In the 1970s and 80s, a university mainframe might have 1–4 MB of RAM shared between 30–100 simultaneous users. The operating system used virtual memory, paging, and process scheduling to make each user feel like they had the whole machine. If one user's process started consuming too much memory, the system paged other processes to disk, degrading everyone's performance — a condition called thrashing.
Skill Creator faces the identical problem. If one agent loads too many skills, it consumes context that other agents need. The system "thrashes" — Claude loses track of instructions, starts hallucinating, or drops important context.

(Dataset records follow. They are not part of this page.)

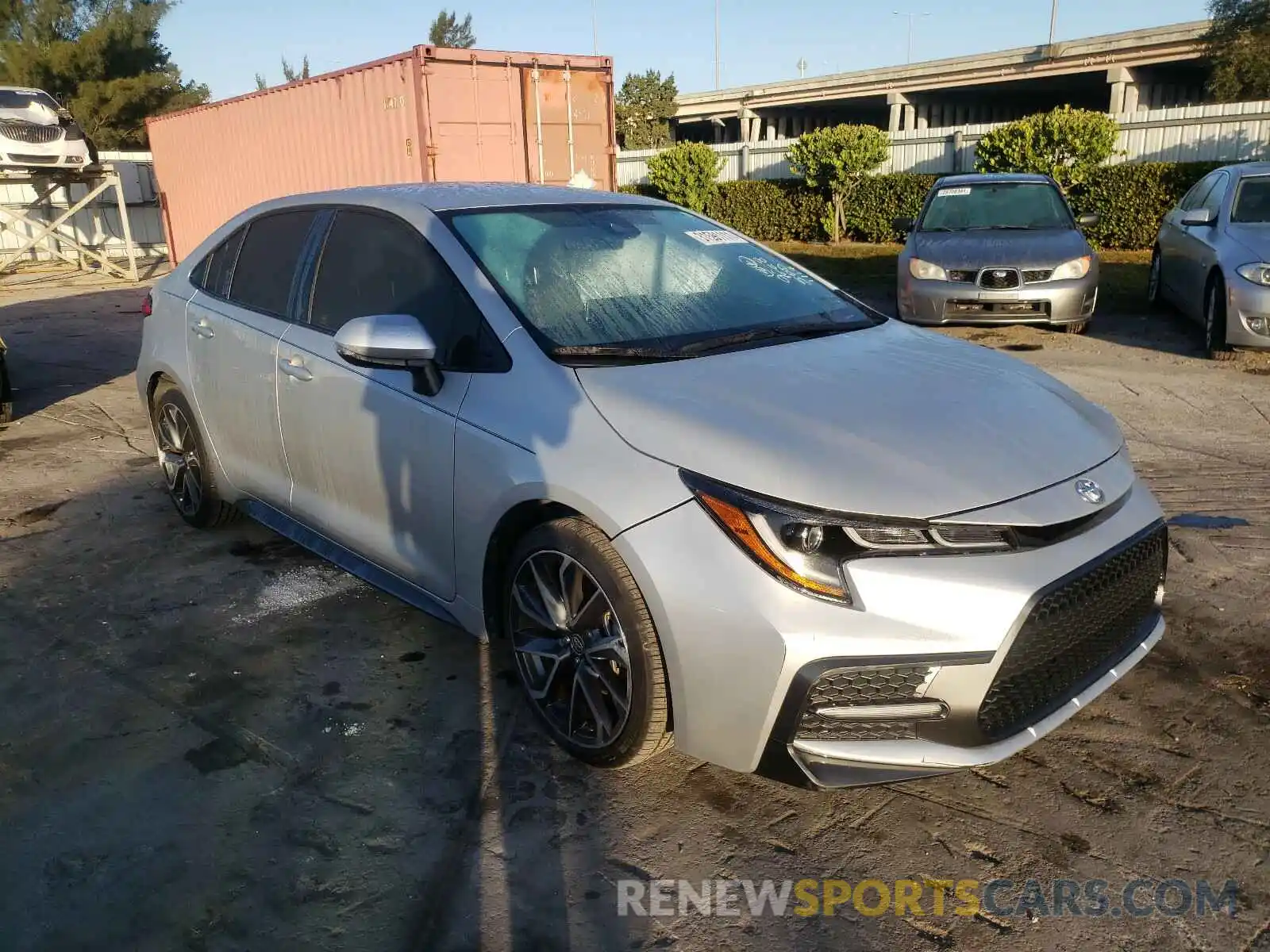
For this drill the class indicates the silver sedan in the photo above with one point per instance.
(698, 493)
(1212, 258)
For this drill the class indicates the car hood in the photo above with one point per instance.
(1254, 238)
(889, 420)
(1018, 249)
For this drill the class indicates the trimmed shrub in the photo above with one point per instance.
(1132, 200)
(1066, 144)
(770, 211)
(879, 200)
(686, 175)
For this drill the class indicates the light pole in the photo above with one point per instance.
(911, 18)
(717, 44)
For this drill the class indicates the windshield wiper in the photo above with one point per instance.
(615, 353)
(746, 336)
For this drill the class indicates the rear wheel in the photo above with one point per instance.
(184, 463)
(1214, 321)
(586, 649)
(1153, 281)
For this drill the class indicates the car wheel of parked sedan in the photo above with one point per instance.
(1214, 321)
(183, 460)
(584, 644)
(1153, 278)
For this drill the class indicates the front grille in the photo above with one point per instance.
(31, 132)
(845, 687)
(999, 278)
(1073, 635)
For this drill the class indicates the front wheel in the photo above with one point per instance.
(1214, 321)
(586, 649)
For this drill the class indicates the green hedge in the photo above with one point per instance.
(1130, 201)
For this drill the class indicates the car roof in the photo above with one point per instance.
(977, 178)
(454, 196)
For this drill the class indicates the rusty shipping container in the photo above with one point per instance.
(429, 114)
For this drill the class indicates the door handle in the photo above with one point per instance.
(294, 367)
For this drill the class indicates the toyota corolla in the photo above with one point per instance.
(705, 498)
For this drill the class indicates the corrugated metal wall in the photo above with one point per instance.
(97, 226)
(357, 127)
(1227, 132)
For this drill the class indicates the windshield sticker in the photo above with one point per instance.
(717, 236)
(776, 270)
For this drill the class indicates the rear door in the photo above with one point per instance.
(371, 460)
(234, 324)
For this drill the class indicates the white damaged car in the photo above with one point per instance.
(36, 132)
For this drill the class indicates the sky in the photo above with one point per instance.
(226, 42)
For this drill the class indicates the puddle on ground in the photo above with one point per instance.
(1203, 520)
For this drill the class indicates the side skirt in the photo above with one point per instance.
(347, 560)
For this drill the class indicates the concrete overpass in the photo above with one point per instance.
(1142, 69)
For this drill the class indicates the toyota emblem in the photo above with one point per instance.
(1090, 492)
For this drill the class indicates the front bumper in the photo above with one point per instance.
(935, 302)
(64, 154)
(1248, 306)
(738, 644)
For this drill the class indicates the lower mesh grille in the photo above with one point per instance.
(848, 687)
(1073, 635)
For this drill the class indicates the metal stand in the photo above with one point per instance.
(48, 235)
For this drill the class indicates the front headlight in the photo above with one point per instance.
(1068, 271)
(925, 271)
(806, 549)
(1259, 272)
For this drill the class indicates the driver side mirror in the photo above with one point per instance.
(1199, 217)
(394, 342)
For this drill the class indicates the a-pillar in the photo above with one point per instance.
(901, 111)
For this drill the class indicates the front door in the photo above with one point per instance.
(372, 461)
(233, 328)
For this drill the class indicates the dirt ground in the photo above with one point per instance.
(215, 742)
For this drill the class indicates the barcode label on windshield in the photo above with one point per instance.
(717, 236)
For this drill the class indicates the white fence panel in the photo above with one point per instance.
(97, 226)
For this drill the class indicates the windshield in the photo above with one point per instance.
(996, 205)
(1253, 201)
(16, 99)
(632, 276)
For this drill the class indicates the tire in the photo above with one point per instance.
(575, 655)
(183, 461)
(1155, 298)
(1214, 321)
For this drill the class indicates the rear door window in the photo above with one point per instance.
(215, 272)
(267, 262)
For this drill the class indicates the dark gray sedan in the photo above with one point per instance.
(1212, 258)
(997, 249)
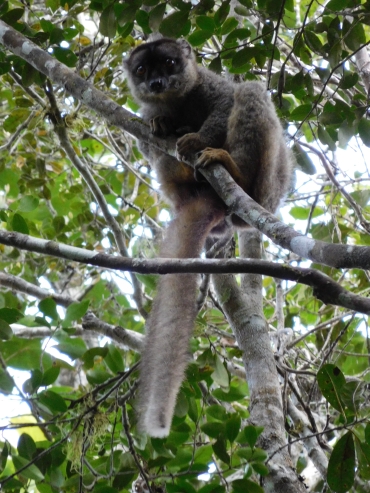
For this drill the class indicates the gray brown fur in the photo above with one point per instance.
(206, 111)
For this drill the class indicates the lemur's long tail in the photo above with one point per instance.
(171, 322)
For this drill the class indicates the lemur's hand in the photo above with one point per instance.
(188, 146)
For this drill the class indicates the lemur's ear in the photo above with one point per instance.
(185, 48)
(154, 37)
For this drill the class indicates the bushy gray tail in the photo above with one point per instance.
(171, 322)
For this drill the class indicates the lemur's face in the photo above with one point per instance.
(157, 70)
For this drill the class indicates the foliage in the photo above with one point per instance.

The budget system exists to prevent this, just like Unix's memory manager exists to prevent thrashing.
Sun's IOMMU gave each I/O device a virtual address space with hard limits. A misbehaving SCSI controller couldn't overwrite kernel memory because the IOMMU would block the invalid access. Skill Creator's BudgetProfile works the same way — each agent gets a budgetPercent and a hardCeilingPercent:
// From budget-profiles.ts
'gsd-executor': {
budgetPercent: 0.06, // Standard allocation: 6% of context
hardCeilingPercent: 0.10, // Absolute max including burst: 10%
tiers: {
critical: [], // Always load, up to hard ceiling
standard: [], // Load within standard budget
optional: [], // First to be shed under pressure
},
thresholds: { warn50: true, warn80: true, warn100: true },
}
Just as the IOMMU prevents a device from exceeding its allocated address range, the hardCeilingPercent prevents an agent from exceeding its allocated token range — even in burst mode.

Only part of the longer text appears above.